The sharp shift in Grok responses occurred only after Elon Musk announced changes to the AI bot last week. Musk stated that he has significantly improved Grok and that people will notice a difference when they ask Grok questions. One of the changes was that Grook was taught to assume that subjective media perspectives are biased and that the response should not be afraid to make politically incorrect claims as long as they are well supported.
Other changes reportedly caused the AI bot to behave unexpectedly, as it began pulling in instructions telling it to mimic the tone and style of users on X, including those sharing fringe or extremist content. Some AI researchers believe that this side of Grok may be a soft introduction to the new Grok 4 version, as Musk hinted in a recent livestream.

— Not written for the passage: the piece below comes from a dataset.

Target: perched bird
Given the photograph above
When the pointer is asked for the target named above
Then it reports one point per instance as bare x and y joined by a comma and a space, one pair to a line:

Is this intentional rage farming?
While xAI framed the failure as a bug caused by deprecated code, the incident raises more fundamental questions about Grok's design and purpose. Grok was marketed from the start as a more open and edgy AI designed to compete with OpenAI and Google's AI chatbots. However, the recent breakdown demonstrates the limits of that experiment. When an AI chatbot designed to be funny, skeptical, and anti-authority is deployed in one of the internet's most chaotic platforms, it is equivalent to creating a chaos machine.
Grok became a mirror for the platform's most provocative instincts after being designed to look like X users. Some AI researchers also credit xAI for the glitch, citing the company's technical ambitions but poor safety and security standards. It also raises concerns that this will encourage other companies to develop more dangerous AI chatbots with lax security and basic checks.
It sparks more discussion about AI training
What has happened recently marks a watershed moment in our understanding of AI behavior in the wild. For years, the debate over AI alignment has focused on hallucinations and bias, but Grok's meltdown highlights a newer, more complex risk: instructional manipulation through personality design.
Who's to blame? Many researchers placed the blame on xAI and the chatbot's developers. They wonder what values were included in Grpok's training, causing the chatbot to act in that manner and shaping its behavior. Some argue that the developers intentionally made the AI bot "problematic" by training it not only with reliable sources but also with X posts, which explains why Grok has been reported to check Elon Musk's views on controversial topics. A Business Insider investigation also revealed that the chatbot holds strong right-wing beliefs rather than a neutral stance on many political or important issues.
Grok's controversial tweets highlight a deeper ethical issue, sparking further debate about whether AI companies should be explicitly ideological about it or maintain the appearance of neutrality while secretly embedding their own values. The real lesson Grok teaches is the value of honesty and transparency in AI development. As these systems become more powerful and widespread, the question is no longer whether AI will reflect human values, but whether businesses will be open about whose values they are encoding into the chatbots and why.
Every major AI system will always reflect the creators' worldview. Grok differs from other AI chatbots in that it is already known to have been designed with Elon Musk's perspectives in mind, so when something controversial occurs, we know why. Meanwhile, when other AI chatbots malfunctioned, we were left guessing whether it was due to leadership views, corporate risk aversion, regulatory pressure, or simply an accident. In an industry built on the myth of neutral algorithms, Grok reveals what has always been true: there is no such thing as unbiased AI; there is only AI with biases that we can see to varying degrees.
The Grok incident has heightened many people's concerns about AI development. There is a greater risk that incorrect AI development will result in more "humanness," which is not always desirable, especially if it proves problematic and contentious. Let’s hope that future AI chatbot development is more transparent and protected by better security and training in order to avoid similar problems that could have positive rather than negative impacts.